Proof I’m losing my mind…
1) I started the microwave to re-heat my dinner last night. When it beeped to tell me it was ready, I went to the microwave, opened the door, only to find the oven empty. I glanced down to find my still-cold food sitting on the counter.
2) President’s day is going to be the end of me. Not only did we drop off the twins at childcare, not knowing they were closed last week, I seem to be the only person on my block who didn’t get the memo that our garbage service would still be picking up the trash on Monday – even though they have never picked up the garbage on any other holiday. Thank goodness I have a year to prepare for next President’s day.
3) I have not been able to get the song, Horse With No Name, out of my head. MAKE IT STOP! FOR THE LOVE OF GOD, MAKE IT STOP!
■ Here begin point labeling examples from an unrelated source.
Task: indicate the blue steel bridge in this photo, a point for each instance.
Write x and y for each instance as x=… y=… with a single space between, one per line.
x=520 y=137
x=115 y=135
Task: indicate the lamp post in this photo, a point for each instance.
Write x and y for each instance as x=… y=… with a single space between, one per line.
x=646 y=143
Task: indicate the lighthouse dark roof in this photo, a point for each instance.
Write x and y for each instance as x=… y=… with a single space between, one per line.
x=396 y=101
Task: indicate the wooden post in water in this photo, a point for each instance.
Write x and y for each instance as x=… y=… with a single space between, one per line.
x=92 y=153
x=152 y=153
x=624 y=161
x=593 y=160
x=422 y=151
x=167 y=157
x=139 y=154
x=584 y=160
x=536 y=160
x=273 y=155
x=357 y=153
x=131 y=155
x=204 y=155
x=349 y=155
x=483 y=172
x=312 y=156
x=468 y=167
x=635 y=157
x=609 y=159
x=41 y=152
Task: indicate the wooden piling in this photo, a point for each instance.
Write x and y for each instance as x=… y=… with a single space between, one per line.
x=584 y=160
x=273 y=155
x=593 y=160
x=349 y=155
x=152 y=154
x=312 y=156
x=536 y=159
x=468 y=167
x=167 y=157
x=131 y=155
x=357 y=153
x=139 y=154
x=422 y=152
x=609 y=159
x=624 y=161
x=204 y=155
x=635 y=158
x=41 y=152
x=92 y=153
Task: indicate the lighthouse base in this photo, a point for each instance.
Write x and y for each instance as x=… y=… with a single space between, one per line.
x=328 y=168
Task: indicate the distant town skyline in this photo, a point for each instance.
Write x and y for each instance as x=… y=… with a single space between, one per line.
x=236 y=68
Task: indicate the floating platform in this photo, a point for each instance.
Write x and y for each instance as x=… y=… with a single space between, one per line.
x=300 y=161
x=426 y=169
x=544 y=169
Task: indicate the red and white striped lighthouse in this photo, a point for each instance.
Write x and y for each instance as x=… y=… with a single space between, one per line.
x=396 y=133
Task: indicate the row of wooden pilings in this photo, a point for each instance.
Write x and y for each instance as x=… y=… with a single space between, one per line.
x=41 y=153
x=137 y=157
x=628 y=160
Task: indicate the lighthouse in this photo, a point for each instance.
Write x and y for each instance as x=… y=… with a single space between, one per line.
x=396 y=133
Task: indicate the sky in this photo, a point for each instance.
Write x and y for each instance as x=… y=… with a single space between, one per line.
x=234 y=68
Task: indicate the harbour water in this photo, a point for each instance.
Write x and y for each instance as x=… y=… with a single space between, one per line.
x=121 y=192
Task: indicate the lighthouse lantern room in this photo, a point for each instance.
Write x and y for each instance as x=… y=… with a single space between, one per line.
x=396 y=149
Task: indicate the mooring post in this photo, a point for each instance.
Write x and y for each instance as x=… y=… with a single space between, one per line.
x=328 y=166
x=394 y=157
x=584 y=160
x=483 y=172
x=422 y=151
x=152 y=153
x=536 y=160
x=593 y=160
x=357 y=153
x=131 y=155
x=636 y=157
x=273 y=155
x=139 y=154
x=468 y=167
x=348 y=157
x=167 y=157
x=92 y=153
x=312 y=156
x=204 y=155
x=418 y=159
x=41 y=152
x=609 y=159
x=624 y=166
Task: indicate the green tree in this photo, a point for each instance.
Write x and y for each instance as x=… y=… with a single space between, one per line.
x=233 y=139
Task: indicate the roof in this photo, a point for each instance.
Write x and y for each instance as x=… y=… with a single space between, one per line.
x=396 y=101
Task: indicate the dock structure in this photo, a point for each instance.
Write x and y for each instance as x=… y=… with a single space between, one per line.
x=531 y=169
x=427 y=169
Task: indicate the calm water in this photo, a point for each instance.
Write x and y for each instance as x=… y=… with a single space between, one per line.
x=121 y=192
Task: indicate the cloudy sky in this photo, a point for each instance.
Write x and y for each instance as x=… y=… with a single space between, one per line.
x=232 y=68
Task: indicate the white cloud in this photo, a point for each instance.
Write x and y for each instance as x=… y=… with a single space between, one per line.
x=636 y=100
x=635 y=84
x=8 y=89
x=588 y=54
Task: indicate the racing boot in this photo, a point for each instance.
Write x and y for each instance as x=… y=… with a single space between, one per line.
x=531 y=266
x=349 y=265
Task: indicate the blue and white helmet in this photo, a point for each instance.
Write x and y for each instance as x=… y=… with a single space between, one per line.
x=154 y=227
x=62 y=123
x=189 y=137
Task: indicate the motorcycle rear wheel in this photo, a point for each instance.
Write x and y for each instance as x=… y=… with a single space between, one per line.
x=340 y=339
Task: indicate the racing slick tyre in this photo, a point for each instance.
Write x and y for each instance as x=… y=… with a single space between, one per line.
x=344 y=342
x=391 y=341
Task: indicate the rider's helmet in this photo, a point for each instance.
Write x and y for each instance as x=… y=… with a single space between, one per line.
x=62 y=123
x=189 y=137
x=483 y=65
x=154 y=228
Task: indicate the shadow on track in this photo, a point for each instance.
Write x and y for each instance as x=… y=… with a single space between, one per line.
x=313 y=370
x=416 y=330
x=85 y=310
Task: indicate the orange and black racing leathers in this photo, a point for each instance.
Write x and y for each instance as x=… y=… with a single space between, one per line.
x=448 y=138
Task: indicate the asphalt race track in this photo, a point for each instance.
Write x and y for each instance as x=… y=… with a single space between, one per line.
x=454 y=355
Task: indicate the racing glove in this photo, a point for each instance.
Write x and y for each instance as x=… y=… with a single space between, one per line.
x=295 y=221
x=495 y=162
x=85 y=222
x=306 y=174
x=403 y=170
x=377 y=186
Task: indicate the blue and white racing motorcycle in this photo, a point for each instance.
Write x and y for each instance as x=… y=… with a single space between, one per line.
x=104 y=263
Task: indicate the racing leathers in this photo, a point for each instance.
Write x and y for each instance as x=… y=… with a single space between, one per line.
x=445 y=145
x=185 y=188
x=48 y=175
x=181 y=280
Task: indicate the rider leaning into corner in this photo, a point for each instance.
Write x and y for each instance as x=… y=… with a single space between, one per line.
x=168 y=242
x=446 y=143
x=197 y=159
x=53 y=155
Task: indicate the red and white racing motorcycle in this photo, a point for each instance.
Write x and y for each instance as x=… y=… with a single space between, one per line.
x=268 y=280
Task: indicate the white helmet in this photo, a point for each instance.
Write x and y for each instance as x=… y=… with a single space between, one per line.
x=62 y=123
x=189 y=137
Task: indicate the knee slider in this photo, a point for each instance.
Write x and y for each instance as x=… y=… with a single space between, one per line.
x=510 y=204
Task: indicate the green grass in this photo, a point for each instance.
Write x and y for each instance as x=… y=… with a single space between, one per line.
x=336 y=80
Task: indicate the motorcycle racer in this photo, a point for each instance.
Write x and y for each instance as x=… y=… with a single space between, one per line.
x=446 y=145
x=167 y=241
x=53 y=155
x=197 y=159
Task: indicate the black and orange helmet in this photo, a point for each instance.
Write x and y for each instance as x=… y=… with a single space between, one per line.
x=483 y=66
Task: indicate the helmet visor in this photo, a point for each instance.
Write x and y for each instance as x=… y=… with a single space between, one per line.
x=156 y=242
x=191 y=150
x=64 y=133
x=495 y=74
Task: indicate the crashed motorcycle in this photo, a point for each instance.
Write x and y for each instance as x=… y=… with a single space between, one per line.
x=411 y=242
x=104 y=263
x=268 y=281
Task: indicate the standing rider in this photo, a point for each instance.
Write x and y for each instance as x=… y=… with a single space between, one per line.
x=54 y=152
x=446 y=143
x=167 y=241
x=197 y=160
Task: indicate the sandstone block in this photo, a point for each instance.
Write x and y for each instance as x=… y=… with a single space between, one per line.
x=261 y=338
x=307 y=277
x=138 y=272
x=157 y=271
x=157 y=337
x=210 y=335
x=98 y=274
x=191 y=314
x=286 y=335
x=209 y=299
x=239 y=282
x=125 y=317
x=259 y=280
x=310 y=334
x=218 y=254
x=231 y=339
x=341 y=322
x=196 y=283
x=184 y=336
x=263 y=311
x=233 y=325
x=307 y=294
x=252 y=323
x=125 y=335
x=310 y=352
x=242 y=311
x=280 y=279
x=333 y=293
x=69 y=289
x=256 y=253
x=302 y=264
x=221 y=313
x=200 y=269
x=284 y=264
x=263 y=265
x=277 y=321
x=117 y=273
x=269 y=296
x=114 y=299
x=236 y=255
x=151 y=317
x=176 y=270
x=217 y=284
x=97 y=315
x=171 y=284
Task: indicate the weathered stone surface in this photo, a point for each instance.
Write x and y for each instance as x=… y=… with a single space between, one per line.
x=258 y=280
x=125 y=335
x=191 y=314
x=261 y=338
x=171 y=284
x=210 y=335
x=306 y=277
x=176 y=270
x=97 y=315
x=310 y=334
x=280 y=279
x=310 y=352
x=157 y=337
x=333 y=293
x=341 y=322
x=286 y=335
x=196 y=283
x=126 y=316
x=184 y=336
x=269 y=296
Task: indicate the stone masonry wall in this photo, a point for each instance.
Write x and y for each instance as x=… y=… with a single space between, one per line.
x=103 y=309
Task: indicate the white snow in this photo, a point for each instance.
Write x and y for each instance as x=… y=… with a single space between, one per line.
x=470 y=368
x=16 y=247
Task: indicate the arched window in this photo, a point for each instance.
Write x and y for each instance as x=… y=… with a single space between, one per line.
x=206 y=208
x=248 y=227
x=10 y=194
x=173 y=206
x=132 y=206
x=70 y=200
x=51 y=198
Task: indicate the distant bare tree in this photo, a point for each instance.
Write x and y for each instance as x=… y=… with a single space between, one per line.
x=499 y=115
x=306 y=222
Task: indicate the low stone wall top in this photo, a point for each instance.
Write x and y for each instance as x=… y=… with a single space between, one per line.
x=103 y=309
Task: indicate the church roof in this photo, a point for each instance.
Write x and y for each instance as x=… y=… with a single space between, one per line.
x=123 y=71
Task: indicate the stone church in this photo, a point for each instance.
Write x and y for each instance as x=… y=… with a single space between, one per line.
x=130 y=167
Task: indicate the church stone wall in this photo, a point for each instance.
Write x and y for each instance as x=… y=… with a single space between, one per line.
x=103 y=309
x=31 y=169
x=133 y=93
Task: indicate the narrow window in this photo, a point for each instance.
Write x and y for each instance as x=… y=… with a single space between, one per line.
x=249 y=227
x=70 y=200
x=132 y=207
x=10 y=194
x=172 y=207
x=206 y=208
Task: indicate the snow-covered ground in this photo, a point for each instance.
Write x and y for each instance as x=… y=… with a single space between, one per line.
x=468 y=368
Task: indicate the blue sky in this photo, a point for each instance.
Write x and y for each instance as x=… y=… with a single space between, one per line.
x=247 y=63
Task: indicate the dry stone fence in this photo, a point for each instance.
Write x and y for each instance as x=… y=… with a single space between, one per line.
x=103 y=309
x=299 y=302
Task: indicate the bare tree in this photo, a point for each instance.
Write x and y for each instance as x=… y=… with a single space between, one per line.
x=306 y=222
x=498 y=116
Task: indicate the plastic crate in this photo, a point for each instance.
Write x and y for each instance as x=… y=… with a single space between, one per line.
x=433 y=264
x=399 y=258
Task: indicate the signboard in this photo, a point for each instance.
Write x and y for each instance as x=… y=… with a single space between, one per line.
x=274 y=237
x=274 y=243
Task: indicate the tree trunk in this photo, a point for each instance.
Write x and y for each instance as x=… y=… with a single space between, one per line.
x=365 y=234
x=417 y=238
4) If my head wasn’t attached, it would be somewhere I wouldn’t think to look – like behind the dryer or on the top shelf of the fridge. For example, I currently have no pens in my office at work. I used to have dozens of them. I even bought myself a set of distinctive-looking pens so I wouldn’t lose them. Yeah, that worked real well. Yesterday, I had to ask someone on the phone to wait a second while I grabbed a pen. Then I ran to the office down the hall, grabbed a pen off of my co-worker’s desk, and ran back. I’m hopeful the caller didn’t think I was coming on to her – what with all the heavy breathing and all.
5) Andrea and I make “kissing noises” as we walk into a room the other is in. It’s a way of greeting each other in a loving way – even if we’re just walking through. Of course, we’ve now started to do this with the babies. Kissing noises happen all around. We’ve been doing this for years and I have never given a kissing noise to anyone else – until this week. Earlier, Grandmother was the recipient (which isn’t so bad). Yesterday, someone who I supervise came into the room, we talked briefly and as she left I gave a kissing noise. (She was already out the door and I’m 99% sure she didn’t hear me – because she has a great sense of humor and would have called me on it in a second – but it was still pretty embarrassing).
So, if this keeps up I might need professional help. A professional massage, for example, would be ideal. Wish me luck.